According to BT's Whitfield, many of the company's 200-lawyer team are still heavily involved in seeing through BT's ground-breaking £6bn joint venture with AT&T, which was announced last September.

For the leading UK mobile phone operators – Vodafone, Cellnet, Orange and One-2-One – the extraordinary rate of growth in user numbers looks set to continue. In the last three months alone Vodafone added nearly one million new customers.

With the number of mobile phone users expected to rise in the UK from just above 20% to more than 50% in the next five years, in-house legal teams will be stretched as they cope with the roll-out of the companies' huge investment programmes in their networks.

Orange alone is investing £800m.
The surge in mobile phone use will receive yet more impetus later this year when the Government auctions off the third generation cellular telephony licences, known as UMTS.

Successfully obtaining one of the four or five licences expected to be on offer is of great importance to the major players, who have dedicated teams, including in-house counsel, working on the licence applications.

The technology behind this new generation of mobile telephones will see a vastly more efficient system – "it is staggering how much more effective it will be," says Chris Groves, a senior legal adviser at Orange, whose legal team expanded significantly last year.

Technological advances are also opening up new markets in other areas of information provision, such as broadcasting and the Internet.
Last year saw BT enter into an e-commerce alliance with Internet service provider Yahoo! and Cable & Wireless buy out MCI's Internet backbone business for £385m.

Meanwhile Energis, the telecoms company hived off from the National Grid just over a year ago, bought internet service provider Planet Online for £75m.

"Anyone in telecoms today will see that the Internet is the large opportunity of the future," says Cable & Wireless' Wall. "But it is difficult to get ahead of the game as the technology changes so quickly."

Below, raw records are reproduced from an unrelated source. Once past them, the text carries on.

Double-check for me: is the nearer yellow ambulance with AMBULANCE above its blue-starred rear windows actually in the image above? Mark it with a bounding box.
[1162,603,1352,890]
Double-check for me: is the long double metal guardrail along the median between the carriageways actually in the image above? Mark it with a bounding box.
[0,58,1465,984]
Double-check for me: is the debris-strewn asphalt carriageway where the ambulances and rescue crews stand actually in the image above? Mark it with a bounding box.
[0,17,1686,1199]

BT's Whitfield agrees. "We are moving into whole new areas of business," he says. "E-commerce is an area we are involved in as heavily as anyone.

"This pulls in areas such as data protection, copyright law and banking – there are lots of different angles."

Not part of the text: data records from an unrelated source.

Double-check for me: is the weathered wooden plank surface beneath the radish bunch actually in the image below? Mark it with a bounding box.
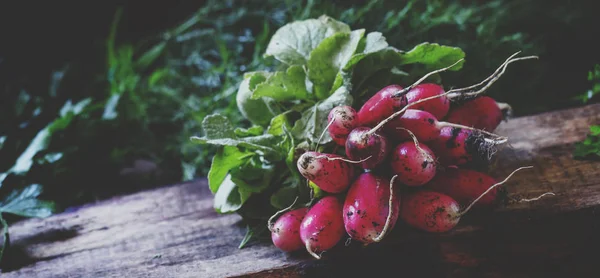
[0,105,600,278]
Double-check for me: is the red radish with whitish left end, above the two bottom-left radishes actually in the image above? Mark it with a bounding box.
[296,152,356,193]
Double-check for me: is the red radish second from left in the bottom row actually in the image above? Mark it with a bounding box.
[300,195,346,259]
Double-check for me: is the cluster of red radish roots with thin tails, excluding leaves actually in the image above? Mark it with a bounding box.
[269,53,531,258]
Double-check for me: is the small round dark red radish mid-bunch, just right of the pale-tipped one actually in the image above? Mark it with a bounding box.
[346,127,391,169]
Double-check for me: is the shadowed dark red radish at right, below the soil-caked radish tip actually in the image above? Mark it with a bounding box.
[427,168,498,206]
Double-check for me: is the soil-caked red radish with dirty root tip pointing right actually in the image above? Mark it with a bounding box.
[428,126,506,166]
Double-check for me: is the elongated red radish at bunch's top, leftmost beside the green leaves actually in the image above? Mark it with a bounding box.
[358,85,407,127]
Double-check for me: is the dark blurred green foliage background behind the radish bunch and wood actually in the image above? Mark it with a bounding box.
[0,0,600,212]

Other major issues this year include the millennium bug – which particularly affects the sector – and number portability, following the recent Oftel ruling which requires companies to allow users to take their telephone number when changing their operator.

Furthermore, the new Competition Act and the Government's new competitiveness White Paper promise to put the industry at the forefront of a government liberalisation drive.

"We will have to come to grips with the Competition Act instantaneously," says Orange's Groves.
While Vodafone's legal director (Europe) Nick Godwin believes some of the regulatory burden which has dogged the sector should reduce over time, he says demand for these skills will not die away. "There is still a very substantial amount of legislation," he says.

So even the industry's regulatory and competition lawyers – traditionally seen by many as the pure telecoms lawyer – will find themselves stretched in 1999.

If 1998 was a busy year for telecoms lawyers, 1999 promises to be even more hectic. "I have just produced a hitlist of things to do for this year," Groves jokes ruefully. "It's alarmingly long."

Like most telecoms lawyers, he has a challenging year ahead.